In conclusion, the current capacity factor values in AS 5100 are adequate with regards to safety and can be maintained, but better optimised values would be preferable to improve the cost-safety balance.
Design of slim-floor construction for human-induced vibrations
Steel Construction Journal, by Hicks S and Peltonen – This paper presents a simplified design method for evaluating the vibration response of composite floors with slim-floor beams. The methodology is amenable to hand calculations and is appropriate for floors with regularly spaced grids and vibrations that are occasioned by walking activities.
From in-situ tests that have been undertaken on six floors, it is shown that slim-floor construction can easily satisfy the demanding ISO 10137 response limits for operating theatres and laboratories together with limits recommended by industry for car parks and shopping malls.
Comparisons with measurements show that the simplified method presented here provides conservative predictions, and may therefore be used with confidence in design.
Partial factors for the design resistance of composite beams in bending
(Journal of Constructional Steel Research, by Hicks SJ and Pennington A – This paper presents the results from a reliability analysis of the resistance of composite beams in sagging bending designed according to Eurocode 4. Using the EN 1990 methodology, the partial factors yM for the structural steel, concrete and shear connection were evaluated.
The present study extends earlier work by considering geometrical tolerances given within the published European product and execution standards, which were unavailable during the original calibration of Eurocode 4. Furthermore, recently reported European production data on the yield strength of structural steel is also included.

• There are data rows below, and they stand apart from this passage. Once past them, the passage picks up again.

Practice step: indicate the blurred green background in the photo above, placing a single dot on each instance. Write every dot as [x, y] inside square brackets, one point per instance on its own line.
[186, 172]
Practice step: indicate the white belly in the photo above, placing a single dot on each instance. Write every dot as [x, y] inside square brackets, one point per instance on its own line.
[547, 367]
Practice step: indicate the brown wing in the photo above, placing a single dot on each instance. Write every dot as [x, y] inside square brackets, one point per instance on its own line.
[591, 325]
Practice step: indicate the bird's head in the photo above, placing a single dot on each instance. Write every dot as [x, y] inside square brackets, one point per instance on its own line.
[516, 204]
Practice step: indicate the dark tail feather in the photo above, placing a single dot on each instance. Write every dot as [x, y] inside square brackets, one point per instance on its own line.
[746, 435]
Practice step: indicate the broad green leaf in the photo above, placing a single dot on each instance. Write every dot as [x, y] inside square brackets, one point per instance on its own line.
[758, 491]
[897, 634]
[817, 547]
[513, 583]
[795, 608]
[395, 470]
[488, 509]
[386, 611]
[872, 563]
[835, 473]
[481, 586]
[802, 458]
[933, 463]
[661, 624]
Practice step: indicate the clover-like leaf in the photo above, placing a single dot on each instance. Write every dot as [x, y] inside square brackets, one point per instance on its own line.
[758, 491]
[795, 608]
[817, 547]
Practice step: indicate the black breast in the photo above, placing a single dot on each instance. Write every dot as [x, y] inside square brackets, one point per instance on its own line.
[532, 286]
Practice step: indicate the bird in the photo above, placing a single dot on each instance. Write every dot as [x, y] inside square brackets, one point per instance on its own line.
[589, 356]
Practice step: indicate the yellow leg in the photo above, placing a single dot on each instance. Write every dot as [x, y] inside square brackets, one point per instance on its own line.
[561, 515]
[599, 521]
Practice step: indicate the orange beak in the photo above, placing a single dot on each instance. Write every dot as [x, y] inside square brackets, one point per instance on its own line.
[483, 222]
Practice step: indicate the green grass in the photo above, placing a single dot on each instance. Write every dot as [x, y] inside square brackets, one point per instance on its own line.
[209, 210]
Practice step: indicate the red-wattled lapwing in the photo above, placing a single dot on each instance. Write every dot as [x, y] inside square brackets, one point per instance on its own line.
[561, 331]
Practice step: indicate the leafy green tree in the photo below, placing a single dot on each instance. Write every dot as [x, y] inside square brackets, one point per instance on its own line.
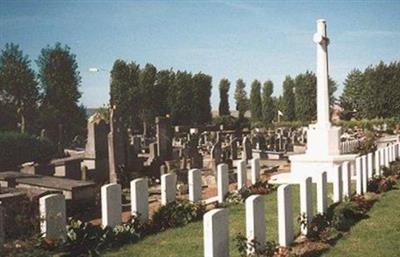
[125, 93]
[180, 98]
[288, 100]
[255, 101]
[19, 93]
[201, 106]
[268, 106]
[242, 102]
[164, 81]
[306, 95]
[224, 97]
[147, 80]
[59, 82]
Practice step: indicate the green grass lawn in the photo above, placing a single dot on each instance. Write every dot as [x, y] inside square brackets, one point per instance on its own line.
[188, 240]
[376, 236]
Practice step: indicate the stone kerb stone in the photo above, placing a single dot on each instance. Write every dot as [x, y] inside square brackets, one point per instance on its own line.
[241, 174]
[194, 185]
[346, 179]
[285, 215]
[255, 170]
[53, 216]
[322, 196]
[222, 181]
[168, 188]
[359, 176]
[111, 207]
[216, 233]
[364, 172]
[255, 221]
[306, 202]
[140, 198]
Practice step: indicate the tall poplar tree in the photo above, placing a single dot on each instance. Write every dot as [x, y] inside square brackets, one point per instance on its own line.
[224, 85]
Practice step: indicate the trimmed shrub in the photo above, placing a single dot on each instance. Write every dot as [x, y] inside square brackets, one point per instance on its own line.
[17, 148]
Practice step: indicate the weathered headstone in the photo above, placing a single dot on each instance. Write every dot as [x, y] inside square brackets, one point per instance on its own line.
[222, 181]
[255, 222]
[111, 207]
[194, 185]
[241, 173]
[140, 198]
[285, 215]
[322, 197]
[255, 170]
[337, 184]
[359, 176]
[216, 233]
[53, 217]
[306, 203]
[168, 188]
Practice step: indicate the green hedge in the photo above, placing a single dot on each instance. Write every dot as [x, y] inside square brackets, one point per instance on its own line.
[17, 148]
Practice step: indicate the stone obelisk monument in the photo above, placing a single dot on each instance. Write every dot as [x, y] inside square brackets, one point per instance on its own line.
[323, 139]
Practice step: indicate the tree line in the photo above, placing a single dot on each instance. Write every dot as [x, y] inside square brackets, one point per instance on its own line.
[48, 99]
[141, 94]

The analyses consider test data from 164 beams with full shear connection, partial shear connection, ductile connectors, non-ductile connectors and beams with high strength steel, which are supplemented with over 3 million simulations.
It was found in the present work that the current recommended values for yM were only justified for beams with full shear connection. For beams with partial shear connection, the calculated values of yM were larger than recommended because the partial factor associated with the uncertainty of the resistance model varied considerably.
To remedy this situation, conversion factors that are a function of the overall composite beam depth are proposed which, when applied to the design models, justifies lower partial factors than that currently recommended by Eurocode 4.